For more than a year now, rumors have swirled that Congresswoman Alexandria Ocasio-Cortez is gearing up to primary Senate Majority Leader Chuck Schumer. She hasn’t exactly contested these rumors—part of a strategy, it seems, to keep Schumer worried that he’ll lose his seat to a young leftist candidate, if not Ocasio-Cortez herself.
So far, it appears to be working: According to a Sunday report from the New York Times, Schumer has gone to some trouble to meet with grassroots organizers and would-be Ocasio-Cortez voters in recent months, in an apparent attempt to shield himself from the possibility of a primary challenge. In January, Schumer met with housing rights activists in New York, and reassured them he was talking to members of Congress like Ocasio-Cortez, Bernie Sanders, and Ilhan Omar, a move that not-so-subtly aligns him with the progressive wing of the party.

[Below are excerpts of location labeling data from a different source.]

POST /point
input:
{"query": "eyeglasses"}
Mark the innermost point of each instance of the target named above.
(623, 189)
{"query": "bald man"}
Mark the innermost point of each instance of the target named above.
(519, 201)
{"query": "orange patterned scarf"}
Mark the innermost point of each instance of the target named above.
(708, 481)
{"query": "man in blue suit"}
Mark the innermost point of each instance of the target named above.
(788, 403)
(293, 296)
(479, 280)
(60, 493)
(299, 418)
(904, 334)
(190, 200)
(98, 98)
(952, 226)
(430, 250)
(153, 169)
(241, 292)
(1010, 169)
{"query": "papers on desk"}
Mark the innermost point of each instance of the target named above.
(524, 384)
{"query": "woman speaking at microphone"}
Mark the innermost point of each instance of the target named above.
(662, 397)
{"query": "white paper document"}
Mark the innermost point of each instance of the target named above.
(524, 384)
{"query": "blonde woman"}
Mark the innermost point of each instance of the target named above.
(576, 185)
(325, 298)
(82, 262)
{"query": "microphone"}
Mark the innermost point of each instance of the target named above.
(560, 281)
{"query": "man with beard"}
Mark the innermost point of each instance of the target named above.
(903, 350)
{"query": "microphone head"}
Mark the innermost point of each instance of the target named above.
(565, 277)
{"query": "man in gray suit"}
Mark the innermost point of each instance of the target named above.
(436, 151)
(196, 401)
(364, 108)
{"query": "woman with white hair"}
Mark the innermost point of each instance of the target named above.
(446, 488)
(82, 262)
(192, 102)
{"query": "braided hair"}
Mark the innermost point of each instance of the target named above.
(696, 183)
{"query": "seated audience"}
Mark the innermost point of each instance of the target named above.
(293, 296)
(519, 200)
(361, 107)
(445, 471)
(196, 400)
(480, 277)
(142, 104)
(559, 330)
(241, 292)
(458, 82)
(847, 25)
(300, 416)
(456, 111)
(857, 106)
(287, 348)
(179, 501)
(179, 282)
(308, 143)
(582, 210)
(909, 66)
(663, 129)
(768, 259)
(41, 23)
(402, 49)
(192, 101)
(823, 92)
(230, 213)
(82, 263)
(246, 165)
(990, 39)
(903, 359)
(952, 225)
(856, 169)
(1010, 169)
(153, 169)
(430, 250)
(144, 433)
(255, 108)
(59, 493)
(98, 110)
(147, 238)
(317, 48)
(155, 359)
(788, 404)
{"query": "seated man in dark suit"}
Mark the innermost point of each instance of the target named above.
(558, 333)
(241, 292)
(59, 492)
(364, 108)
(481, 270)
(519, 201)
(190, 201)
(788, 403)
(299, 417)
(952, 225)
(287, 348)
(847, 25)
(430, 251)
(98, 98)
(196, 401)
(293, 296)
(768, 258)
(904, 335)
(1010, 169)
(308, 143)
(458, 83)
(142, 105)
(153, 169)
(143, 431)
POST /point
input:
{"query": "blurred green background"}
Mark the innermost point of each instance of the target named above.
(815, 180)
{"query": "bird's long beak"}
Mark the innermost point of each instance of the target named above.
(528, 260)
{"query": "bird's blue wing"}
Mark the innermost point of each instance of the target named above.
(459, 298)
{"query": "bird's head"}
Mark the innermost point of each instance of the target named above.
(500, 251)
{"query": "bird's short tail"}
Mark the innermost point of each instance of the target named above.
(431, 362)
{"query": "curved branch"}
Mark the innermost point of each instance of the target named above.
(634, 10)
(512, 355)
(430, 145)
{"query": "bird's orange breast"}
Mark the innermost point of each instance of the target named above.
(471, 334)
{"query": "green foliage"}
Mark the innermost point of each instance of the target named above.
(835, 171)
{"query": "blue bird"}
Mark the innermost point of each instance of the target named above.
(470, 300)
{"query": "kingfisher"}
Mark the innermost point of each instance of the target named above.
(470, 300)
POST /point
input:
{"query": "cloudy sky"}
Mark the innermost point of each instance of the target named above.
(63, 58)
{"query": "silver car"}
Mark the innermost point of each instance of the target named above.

The policies he’s supported as of late are also noticeably to the left of where Schumer was a few years ago. In December, when then-president-elect Biden was asked about his position on student debt cancellation, Schumer encouraged him to forgive up to $50,000 of debt rather than the $10,000 he said he originally supported. He also pushed Biden enact this policy as part of an executive order—something Biden has expressed uncertainty about—as opposed to leaving it to Congress.